I am fascinated by the symbolism, by the gestures of the people, by the plasticity of a body, by the unconscious. I like everything that has a hint of mystery and bizarre. I don’t like academic photos; I’m more attracted by ambiguous images, which come into your head and for this, I think they are most fascinating.
What does surrealism mean to you, are these photos surreal?
I like the surreal but at the same time, I hate when it’s predominant and redundant. What I try to do in my photos, it’s to give a little touch of surreal. I want to be in balance between the real world and the sphere of the subconscious. I like to cross the border a little, just enough to disturb the observer, but I don’t want to carry it in a whole dream or in a fantasy world. The photographic medium helps me a lot to do this.
Can you tell me about the sculptural aspects of your photography?

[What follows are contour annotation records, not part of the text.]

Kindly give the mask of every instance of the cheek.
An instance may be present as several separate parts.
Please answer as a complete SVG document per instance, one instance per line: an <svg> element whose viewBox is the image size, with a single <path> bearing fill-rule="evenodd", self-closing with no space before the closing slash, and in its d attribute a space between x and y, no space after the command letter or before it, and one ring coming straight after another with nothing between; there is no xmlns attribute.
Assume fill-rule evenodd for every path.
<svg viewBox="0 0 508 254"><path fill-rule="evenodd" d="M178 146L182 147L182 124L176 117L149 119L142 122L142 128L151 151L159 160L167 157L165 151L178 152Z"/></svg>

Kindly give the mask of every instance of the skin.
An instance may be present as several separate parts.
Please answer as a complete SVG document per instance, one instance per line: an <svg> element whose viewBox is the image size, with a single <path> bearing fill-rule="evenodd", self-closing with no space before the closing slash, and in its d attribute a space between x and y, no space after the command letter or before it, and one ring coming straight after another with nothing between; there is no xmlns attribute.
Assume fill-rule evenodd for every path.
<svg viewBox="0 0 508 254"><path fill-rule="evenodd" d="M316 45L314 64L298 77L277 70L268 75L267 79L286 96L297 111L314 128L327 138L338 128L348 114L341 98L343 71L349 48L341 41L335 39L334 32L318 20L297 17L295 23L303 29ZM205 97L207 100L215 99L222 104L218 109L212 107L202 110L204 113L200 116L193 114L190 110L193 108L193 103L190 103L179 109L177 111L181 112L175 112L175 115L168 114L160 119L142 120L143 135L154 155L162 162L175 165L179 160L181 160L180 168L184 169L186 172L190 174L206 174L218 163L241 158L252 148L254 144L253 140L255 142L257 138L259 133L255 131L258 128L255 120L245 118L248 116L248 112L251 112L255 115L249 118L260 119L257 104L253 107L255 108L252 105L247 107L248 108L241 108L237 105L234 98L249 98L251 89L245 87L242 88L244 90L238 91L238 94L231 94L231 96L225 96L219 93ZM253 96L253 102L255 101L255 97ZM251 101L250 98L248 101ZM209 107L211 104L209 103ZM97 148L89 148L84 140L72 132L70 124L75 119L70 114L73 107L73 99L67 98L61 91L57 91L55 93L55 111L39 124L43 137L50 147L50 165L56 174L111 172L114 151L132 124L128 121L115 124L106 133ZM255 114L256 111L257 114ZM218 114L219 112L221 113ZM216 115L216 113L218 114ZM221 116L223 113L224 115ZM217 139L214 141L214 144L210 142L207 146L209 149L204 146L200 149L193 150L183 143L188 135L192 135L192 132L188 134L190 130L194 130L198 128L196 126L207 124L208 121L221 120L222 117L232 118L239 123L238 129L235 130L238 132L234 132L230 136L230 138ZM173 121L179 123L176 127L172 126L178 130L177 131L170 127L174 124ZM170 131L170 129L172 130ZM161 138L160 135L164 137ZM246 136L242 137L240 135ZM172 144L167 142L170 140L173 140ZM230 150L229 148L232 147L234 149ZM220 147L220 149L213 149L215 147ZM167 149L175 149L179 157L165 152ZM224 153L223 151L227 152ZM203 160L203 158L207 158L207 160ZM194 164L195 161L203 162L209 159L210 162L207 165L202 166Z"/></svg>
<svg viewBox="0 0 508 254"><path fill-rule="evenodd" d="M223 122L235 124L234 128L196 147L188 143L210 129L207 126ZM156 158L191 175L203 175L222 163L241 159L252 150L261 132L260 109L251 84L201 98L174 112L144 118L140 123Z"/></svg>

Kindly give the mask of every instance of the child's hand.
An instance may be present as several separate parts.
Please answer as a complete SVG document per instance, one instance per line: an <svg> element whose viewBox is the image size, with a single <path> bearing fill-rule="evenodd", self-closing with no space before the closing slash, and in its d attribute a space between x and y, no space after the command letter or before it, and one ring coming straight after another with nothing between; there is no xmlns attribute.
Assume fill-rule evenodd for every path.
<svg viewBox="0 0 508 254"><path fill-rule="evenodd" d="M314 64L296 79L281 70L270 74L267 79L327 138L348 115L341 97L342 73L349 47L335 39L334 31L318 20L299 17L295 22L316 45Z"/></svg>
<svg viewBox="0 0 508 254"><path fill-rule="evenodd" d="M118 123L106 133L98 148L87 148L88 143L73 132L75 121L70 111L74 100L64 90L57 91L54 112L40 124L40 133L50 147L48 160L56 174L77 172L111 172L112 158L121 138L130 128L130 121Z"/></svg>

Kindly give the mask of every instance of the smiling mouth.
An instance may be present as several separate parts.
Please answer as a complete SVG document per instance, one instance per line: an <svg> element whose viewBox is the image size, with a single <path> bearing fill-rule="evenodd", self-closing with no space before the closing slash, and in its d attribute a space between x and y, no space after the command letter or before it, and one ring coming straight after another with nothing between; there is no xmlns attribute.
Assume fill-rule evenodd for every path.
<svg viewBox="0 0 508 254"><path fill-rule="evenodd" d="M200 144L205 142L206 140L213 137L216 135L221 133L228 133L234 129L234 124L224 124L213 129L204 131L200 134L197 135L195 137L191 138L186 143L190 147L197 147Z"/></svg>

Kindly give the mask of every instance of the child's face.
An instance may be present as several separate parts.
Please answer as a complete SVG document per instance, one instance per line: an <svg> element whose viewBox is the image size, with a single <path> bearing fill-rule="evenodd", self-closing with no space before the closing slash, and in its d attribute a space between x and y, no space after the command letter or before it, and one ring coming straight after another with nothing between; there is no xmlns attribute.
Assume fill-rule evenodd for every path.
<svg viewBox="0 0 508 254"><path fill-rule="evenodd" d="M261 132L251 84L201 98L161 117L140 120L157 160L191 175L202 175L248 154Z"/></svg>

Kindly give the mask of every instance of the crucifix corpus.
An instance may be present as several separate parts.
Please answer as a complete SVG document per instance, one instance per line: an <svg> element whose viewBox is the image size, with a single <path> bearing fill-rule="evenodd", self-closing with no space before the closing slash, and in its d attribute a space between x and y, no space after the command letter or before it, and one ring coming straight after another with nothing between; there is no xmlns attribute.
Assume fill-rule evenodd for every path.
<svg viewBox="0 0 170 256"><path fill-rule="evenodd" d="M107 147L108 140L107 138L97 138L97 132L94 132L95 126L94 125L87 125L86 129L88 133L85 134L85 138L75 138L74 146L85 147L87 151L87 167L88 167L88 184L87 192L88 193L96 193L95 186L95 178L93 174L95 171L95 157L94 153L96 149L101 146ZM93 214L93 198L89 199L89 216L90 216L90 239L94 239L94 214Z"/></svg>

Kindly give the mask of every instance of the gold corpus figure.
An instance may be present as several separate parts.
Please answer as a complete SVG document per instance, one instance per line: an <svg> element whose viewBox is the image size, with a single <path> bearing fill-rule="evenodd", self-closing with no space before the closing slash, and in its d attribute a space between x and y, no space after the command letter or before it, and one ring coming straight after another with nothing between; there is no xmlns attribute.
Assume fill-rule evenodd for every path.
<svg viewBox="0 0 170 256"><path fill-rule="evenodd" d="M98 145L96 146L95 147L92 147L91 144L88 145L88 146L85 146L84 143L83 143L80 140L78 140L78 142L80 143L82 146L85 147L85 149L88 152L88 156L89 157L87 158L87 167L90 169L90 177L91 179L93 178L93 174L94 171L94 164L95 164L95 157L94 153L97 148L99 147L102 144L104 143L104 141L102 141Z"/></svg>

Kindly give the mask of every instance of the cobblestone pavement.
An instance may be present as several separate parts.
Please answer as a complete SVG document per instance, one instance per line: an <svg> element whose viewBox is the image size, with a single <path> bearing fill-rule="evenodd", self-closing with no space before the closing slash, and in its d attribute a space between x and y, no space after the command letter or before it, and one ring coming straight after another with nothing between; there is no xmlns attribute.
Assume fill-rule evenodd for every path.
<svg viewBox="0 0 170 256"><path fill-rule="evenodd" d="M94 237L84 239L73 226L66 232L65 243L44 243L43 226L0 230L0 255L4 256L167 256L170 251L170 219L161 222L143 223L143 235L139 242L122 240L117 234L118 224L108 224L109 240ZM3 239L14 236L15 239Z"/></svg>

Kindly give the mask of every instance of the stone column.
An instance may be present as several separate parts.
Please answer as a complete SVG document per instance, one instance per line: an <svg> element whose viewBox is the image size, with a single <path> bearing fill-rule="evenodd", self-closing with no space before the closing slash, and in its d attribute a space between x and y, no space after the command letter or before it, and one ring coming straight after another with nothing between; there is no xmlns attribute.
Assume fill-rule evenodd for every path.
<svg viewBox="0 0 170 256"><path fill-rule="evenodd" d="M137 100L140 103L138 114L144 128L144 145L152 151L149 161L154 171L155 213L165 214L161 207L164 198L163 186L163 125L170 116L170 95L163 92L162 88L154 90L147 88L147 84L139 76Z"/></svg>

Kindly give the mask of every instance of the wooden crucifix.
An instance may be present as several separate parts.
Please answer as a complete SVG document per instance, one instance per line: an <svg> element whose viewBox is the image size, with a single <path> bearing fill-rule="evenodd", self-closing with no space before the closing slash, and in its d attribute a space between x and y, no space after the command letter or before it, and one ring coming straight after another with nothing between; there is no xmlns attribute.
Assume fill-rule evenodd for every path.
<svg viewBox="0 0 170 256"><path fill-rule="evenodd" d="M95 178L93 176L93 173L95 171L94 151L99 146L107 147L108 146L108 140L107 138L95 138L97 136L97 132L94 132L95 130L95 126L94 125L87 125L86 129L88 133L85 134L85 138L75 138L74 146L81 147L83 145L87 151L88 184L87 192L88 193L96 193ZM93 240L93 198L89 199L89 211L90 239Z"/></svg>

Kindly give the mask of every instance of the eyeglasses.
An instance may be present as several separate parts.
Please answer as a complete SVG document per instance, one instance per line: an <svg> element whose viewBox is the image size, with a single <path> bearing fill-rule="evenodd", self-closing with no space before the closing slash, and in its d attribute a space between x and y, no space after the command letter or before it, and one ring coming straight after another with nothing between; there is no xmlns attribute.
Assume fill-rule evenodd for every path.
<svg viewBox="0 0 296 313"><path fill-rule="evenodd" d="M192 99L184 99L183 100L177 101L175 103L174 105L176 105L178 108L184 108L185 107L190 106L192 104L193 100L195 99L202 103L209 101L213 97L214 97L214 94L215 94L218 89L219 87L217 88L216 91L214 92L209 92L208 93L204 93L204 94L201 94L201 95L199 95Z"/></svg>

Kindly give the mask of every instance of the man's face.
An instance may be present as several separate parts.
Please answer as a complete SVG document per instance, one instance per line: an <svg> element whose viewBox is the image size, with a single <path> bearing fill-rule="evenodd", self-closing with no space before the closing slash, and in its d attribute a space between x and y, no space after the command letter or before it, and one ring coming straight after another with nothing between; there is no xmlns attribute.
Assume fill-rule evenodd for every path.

I am passionate about all art of the past, especially by painting. I like to go to museums, studying the masters of the past and analyze their works. Instinctively, this mindset makes me more picky about the sculptural aspects of my photos. I like to see how the light draws the shapes of an object or of a hand, it’s like an unconscious search of beauty, even if I am in a dark and claustrophobic environment.
Regarding sculpture in images, when creating pictures that involve elements that you build or construct to act as the subject matter in the final photograph — can you talk about the process of making sculptures for photography?
My photos involve many props, I try everywhere from flea markets up to old attics [to find them]. When I can’t find what I need, I [create] it. In many photos, I used the clay and, though I am not a sculptor, I still can give the desired shape to those elements, [which is] useful to complete the composition of the picture. I deliberately leave a very raw style, as it adapts to the general atmosphere of my images. A sculpture of this type often is used only once and then discarded.
I also make [sculptures] with wood and other found objects. These [sculptures] are shaky installations, often fixed with cables and hooks to not bring down everything. I think this is the main aspect in the creation of my images; the preparation of the set may take weeks, even for a single photo.
Can you tell me a bit about how your vision has evolved, and the differences between older works and newer ones?
My last set of pictures, entitled “The Inner Room”, is the completion of all I have done in recent years. For more time I have represented scenes within closed rooms, with a decadent and claustrophobic mood. Last series was created from an idea of “accumulation”, where objects and people are mixed together and seek a balance. Compared to the past, I kept a uniformity of style and, after having worked for years at various photo shoots, I had more confidence in the execution. This last series symbolizes, in my artistic production, a completion of a work begun years ago: in fact, after that I’m going to change themes and style, and back into the game by exploring other way of expression.